Seoul pushes 13.5 billion won subsidy for Han River ferry, facing scrutiny
Translated from Korean, summarized and contextualized by DistantNews.
At a glance
- Seoul is pushing to provide 13.5 billion won in subsidies over two years to the financially struggling Han River ferry service.
- The city council previously rejected a similar proposal in April, but the new plan modifies personnel cost calculations to increase the subsidy amount.
- Critics argue the core issue of covering operating losses with public funds remains, with the city's public corporation holding a majority stake in the operator.
Seoul is once again seeking to subsidize the financially troubled Han River ferry service, proposing 13.5 billion won over two years. The city council had previously rejected a similar plan in April, but Seoul has resubmitted a modified version that critics say maintains the fundamental issue of using public funds to cover operating losses.
The new proposal, submitted to the city council on May 26, aims to cover an estimated 8.287 billion won in 2027 and 5.255 billion won in 2028, entirely from the city's budget. These funds would retroactively cover losses already incurred in 2024 and 2025, which already exceed 8.3 billion won.
This plan significantly reduces the scope of support compared to the previous one, respecting the council's review opinions.
The key change in the revised proposal involves the calculation of operating losses.
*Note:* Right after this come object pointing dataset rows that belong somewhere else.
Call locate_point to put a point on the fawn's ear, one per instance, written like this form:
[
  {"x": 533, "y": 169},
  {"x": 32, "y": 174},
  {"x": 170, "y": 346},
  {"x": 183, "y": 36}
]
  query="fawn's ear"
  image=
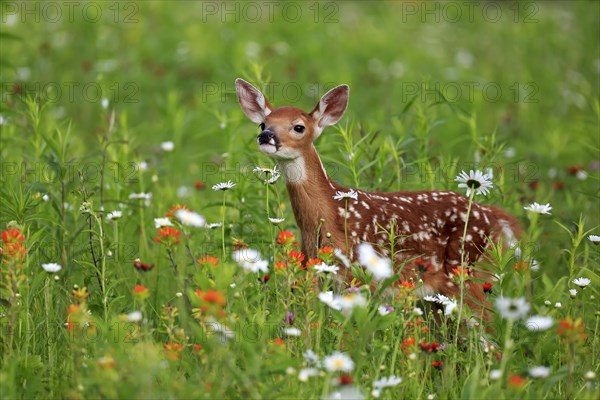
[
  {"x": 254, "y": 104},
  {"x": 331, "y": 107}
]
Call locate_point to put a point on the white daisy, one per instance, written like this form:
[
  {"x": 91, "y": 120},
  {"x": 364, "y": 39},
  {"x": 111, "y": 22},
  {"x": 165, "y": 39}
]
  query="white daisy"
[
  {"x": 581, "y": 282},
  {"x": 513, "y": 309},
  {"x": 539, "y": 372},
  {"x": 311, "y": 358},
  {"x": 379, "y": 267},
  {"x": 327, "y": 268},
  {"x": 346, "y": 195},
  {"x": 539, "y": 208},
  {"x": 224, "y": 186},
  {"x": 190, "y": 218},
  {"x": 114, "y": 215},
  {"x": 51, "y": 267},
  {"x": 292, "y": 331},
  {"x": 390, "y": 381},
  {"x": 306, "y": 373},
  {"x": 349, "y": 301},
  {"x": 539, "y": 323},
  {"x": 338, "y": 362},
  {"x": 250, "y": 260},
  {"x": 330, "y": 300},
  {"x": 272, "y": 175},
  {"x": 475, "y": 181},
  {"x": 160, "y": 222},
  {"x": 167, "y": 146}
]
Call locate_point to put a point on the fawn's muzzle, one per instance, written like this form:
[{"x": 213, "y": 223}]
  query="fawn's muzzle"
[{"x": 267, "y": 137}]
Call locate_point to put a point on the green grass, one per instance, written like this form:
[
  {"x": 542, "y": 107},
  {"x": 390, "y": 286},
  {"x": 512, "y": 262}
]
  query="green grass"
[{"x": 429, "y": 97}]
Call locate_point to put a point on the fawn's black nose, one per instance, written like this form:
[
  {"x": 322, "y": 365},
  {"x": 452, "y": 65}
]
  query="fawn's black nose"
[{"x": 266, "y": 137}]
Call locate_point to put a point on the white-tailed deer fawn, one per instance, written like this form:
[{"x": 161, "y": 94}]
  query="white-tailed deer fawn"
[{"x": 429, "y": 225}]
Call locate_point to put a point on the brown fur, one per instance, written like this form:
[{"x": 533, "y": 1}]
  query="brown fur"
[{"x": 429, "y": 225}]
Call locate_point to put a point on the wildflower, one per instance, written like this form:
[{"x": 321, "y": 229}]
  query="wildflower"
[
  {"x": 271, "y": 175},
  {"x": 162, "y": 222},
  {"x": 487, "y": 288},
  {"x": 539, "y": 372},
  {"x": 172, "y": 210},
  {"x": 338, "y": 362},
  {"x": 292, "y": 331},
  {"x": 113, "y": 216},
  {"x": 475, "y": 181},
  {"x": 581, "y": 282},
  {"x": 167, "y": 146},
  {"x": 306, "y": 373},
  {"x": 572, "y": 331},
  {"x": 173, "y": 351},
  {"x": 51, "y": 267},
  {"x": 351, "y": 300},
  {"x": 224, "y": 186},
  {"x": 330, "y": 300},
  {"x": 289, "y": 318},
  {"x": 390, "y": 381},
  {"x": 106, "y": 362},
  {"x": 380, "y": 267},
  {"x": 539, "y": 208},
  {"x": 286, "y": 238},
  {"x": 385, "y": 309},
  {"x": 346, "y": 195},
  {"x": 141, "y": 292},
  {"x": 250, "y": 260},
  {"x": 516, "y": 381},
  {"x": 437, "y": 364},
  {"x": 327, "y": 268},
  {"x": 512, "y": 309},
  {"x": 135, "y": 316},
  {"x": 190, "y": 218},
  {"x": 168, "y": 236},
  {"x": 276, "y": 221},
  {"x": 539, "y": 323},
  {"x": 495, "y": 374},
  {"x": 212, "y": 297},
  {"x": 208, "y": 260}
]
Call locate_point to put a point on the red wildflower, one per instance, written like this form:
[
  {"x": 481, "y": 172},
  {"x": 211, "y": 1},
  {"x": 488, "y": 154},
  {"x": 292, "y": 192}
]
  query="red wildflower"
[
  {"x": 139, "y": 265},
  {"x": 174, "y": 208},
  {"x": 487, "y": 287},
  {"x": 208, "y": 260},
  {"x": 168, "y": 236},
  {"x": 286, "y": 238},
  {"x": 572, "y": 331},
  {"x": 212, "y": 297},
  {"x": 516, "y": 381}
]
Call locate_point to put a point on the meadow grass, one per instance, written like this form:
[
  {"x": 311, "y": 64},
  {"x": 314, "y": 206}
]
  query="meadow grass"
[{"x": 133, "y": 110}]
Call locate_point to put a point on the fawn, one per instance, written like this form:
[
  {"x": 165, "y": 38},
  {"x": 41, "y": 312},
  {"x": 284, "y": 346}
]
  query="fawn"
[{"x": 429, "y": 225}]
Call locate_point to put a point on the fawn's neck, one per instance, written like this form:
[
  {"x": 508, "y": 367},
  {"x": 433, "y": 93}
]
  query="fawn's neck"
[{"x": 311, "y": 194}]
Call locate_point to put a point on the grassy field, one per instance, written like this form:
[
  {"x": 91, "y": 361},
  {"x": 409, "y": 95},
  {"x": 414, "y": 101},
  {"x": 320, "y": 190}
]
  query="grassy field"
[{"x": 114, "y": 114}]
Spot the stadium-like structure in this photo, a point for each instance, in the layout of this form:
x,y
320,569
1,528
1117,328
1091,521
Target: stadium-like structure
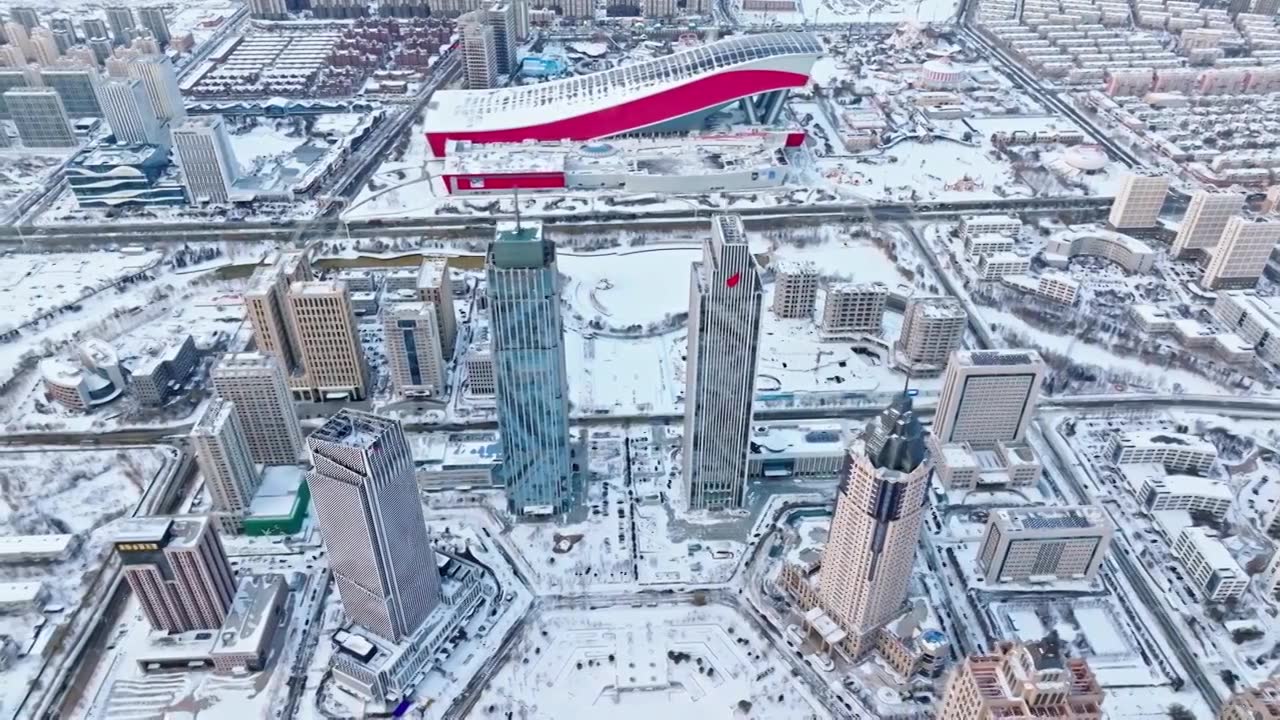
x,y
670,94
Previously based on the minimum crew required by the Seafarers Act, the new plan expands the scope of personnel costs by including minimum crew as defined by the Ship Officers Act and additional safety personnel agreed upon with the city. This adjustment inflates the operating loss figure, thereby increasing the potential subsidy.
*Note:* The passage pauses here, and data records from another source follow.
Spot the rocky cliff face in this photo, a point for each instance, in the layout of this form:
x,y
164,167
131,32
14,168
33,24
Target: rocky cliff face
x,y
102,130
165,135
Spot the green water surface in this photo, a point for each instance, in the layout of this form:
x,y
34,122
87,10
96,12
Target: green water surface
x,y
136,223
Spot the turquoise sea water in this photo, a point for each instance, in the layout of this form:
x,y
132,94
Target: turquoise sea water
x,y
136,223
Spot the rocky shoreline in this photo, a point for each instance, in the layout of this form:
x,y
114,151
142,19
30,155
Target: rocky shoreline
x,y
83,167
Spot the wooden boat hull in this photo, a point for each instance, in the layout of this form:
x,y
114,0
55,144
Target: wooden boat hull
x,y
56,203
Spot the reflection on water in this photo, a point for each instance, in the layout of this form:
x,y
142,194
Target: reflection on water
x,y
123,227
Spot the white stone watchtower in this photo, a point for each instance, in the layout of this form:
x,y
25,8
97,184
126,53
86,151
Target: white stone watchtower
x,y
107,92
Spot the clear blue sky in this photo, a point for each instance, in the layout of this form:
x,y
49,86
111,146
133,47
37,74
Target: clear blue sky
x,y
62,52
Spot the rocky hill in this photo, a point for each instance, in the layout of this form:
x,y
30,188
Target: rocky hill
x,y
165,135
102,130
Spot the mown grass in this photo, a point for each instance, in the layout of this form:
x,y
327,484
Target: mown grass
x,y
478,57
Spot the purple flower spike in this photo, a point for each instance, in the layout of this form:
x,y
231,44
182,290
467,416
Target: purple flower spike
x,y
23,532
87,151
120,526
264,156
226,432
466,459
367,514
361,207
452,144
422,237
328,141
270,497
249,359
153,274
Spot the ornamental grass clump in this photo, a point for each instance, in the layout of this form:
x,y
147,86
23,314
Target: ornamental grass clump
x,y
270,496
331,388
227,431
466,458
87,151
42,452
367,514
It is a detailed adjustment of safety-related personnel costs required for legal crew and additional safety personnel, in line with actual operating conditions.
While the revised plan removes the subsidy for free shuttle bus operations, a significant difference from the rejected April proposal, the core mechanism of covering operating deficits with public subsidies remains intact. The operator, Han River Ferry Co., is structured with the Seoul Housing & Communities Corporation holding a 51% stake and private operator e-Cruise holding 49%. This means public funds would indirectly benefit the private operator, despite accumulated operating losses of 10.4 billion won and net losses of 16 billion won.
Furthermore, projections for ancillary revenue, such as advertising, are being questioned. The city's cost estimate suggests profitability by 2028 is contingent on achieving monthly advertising revenue targets of 1 to 1.4 billion won from 2027 onwards. Seoul officials defended the proposal, stating it significantly reduces the scope of support compared to the previous plan and adjusts personnel costs to reflect actual operating conditions, citing a city ordinance passed in 2024 as grounds for the subsidy.
The support for operating losses is being pursued based on the city council's resolution of an ordinance enacted in 2024.